It's really not about the actual structure.
Truth be told, the place looks every bit of its 100 years.
After nine innings, your body is a crooked mess. Unless you are under 5 feet 5 inches and weigh less than 140 pounds, you are going to be very uncomfortable for three or so hours.
It costs a fortune to attend a game these days. Hot dogs come with a loan application to purchase them.
You know not to even try to drive there.
Still, Fenway Park is what it is. With all its warts, it's ours.
After all, Fenway is a place where memories live on.
How many things is our lives are still even standing 100 years later? Places like that are few and far between.
In a way, Fenway is really our own fountain of youth, a place where we go to remember what it was like to be young again and remember old friends.
That's the real beauty of the joint.
You're 8 years old. Your teenage sister and her friends fall victim to your constant pleas and demands to go along to a Red Sox game. It's a summer night when you enter the ballpark for the first time. It's green, so green. You see Yaz in left field and Hawk in right.

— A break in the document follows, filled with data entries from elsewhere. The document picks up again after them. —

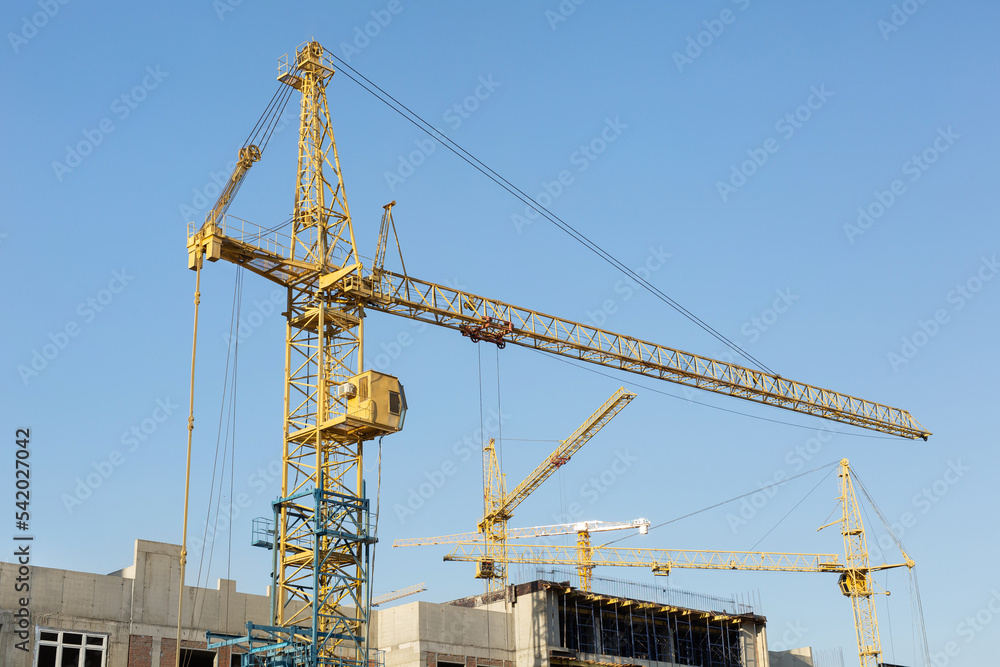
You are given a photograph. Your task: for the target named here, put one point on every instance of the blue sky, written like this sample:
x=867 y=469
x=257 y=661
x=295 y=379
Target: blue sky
x=814 y=181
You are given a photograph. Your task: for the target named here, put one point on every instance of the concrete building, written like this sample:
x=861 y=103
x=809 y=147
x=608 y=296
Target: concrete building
x=128 y=619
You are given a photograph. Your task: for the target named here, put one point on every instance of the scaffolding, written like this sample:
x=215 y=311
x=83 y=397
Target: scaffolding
x=625 y=588
x=604 y=626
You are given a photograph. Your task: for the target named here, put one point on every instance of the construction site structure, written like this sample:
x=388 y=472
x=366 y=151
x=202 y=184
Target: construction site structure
x=855 y=570
x=324 y=528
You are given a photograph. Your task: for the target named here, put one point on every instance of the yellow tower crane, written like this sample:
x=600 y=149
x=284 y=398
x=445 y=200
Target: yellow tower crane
x=332 y=405
x=499 y=505
x=397 y=594
x=855 y=571
x=489 y=569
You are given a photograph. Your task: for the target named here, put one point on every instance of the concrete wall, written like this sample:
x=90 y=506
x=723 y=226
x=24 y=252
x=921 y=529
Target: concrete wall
x=796 y=657
x=422 y=634
x=136 y=607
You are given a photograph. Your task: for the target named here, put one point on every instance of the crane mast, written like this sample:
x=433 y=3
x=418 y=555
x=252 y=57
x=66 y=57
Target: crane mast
x=323 y=528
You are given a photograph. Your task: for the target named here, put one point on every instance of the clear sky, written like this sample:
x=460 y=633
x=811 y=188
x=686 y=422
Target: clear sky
x=816 y=180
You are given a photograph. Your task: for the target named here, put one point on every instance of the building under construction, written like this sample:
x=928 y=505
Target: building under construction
x=128 y=619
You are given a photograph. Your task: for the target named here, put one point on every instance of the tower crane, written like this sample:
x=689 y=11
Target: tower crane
x=397 y=594
x=499 y=505
x=583 y=529
x=855 y=570
x=333 y=406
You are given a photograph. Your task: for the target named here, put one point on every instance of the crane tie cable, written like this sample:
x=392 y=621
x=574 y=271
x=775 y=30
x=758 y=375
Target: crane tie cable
x=477 y=164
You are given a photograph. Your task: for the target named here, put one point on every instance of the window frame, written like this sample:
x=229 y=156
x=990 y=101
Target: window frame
x=59 y=644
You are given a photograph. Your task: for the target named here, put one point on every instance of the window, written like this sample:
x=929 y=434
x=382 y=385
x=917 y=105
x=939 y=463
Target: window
x=58 y=648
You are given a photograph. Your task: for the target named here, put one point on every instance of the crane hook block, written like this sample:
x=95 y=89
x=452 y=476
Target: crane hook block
x=491 y=330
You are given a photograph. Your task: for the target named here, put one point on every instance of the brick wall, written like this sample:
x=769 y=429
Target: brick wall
x=168 y=649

This is much better than TV.
A year later, your childhood friend goes to his first game with you. He's 8, you're 9. You come up the ramp on the Red Sox dugout side and see the Green Monster.
"You know, Timmy could hit one out of here," says your friend, referring to an older kid who was the best player in the neighborhood.
You're 13. It's a Friday night game after a long rain delay. You and your dad decide to stick it out. Of course, the game goes into extra innings, so you are at the ballpark into the early hours of a Saturday morning.
"Your mother is going to be worried about us," your dad says. But both of you are hungry, and you pull into the old Howard Johnson's in Dorchester for an early breakfast. You and your dad talk sports over eggs and bacon.
This is one of the all-time best nights with your dad.
Your cousin is a fellow seam head. One night, you two hook a ride with one of your baseball coaches in town to go to Fenway a year after the Red Sox had been in the 1975 World Series. It's a great night. You and your cousin eat hot dogs and ice cream, and fight about baseball.
Four years later, your cousin would be killed in a car accident, while living his dream as an umpire in the minor leagues. Those are the memories you treasure.
It's the end of a miserable Red Sox season, manager Ralph Houk's last game before a family and friends crowd. You're on a date in your 20s with a very nice woman. The two of you spend the afternoon talking and laughing on a cold October day. Fenway becomes a major dating venue for you.
You're a sports writer. This day, Fenway Park is different.
The Red Sox are on the road and college players are using the ballpark. Before the game, you are in the dugout, interviewing a player who happens to live across the street from you. You watched him play when he was very young, and now he's about to play left field in front of the Green Monster.
You ask the typical sports writer questions, but then it hits you. You're interviewing a kid in the neighborhood in the Red Sox dugout.
"John, can you believe where you are?" you ask. A photo is taken for a memory of the day. He goes on to be drafted by the Red Sox and play in the minor leagues.
Your soon-to-be stepdaughter is a huge Sox fan and you want to take her to a game. Luckily, it's Sox-Yanks, followed by a meeting with Tom Brady at a Sports Illustrated function. Her smile makes it one of the best days of your life.
You're sitting with a friend in the right field stands, talking about life and baseball for a couple of hours on a Saturday afternoon.
The game is boring and the Sox are getting killed, but that's OK.
As you look around at the park, you think of all of the times you have been there from being 8 to being 50.
Memories flow. You end up spending an afternoon for friends and family long gone and remember the times when you were younger.
With all of its problems, that was Fenway Park does to you.
It's give you a healthy drink from the fountain of youth.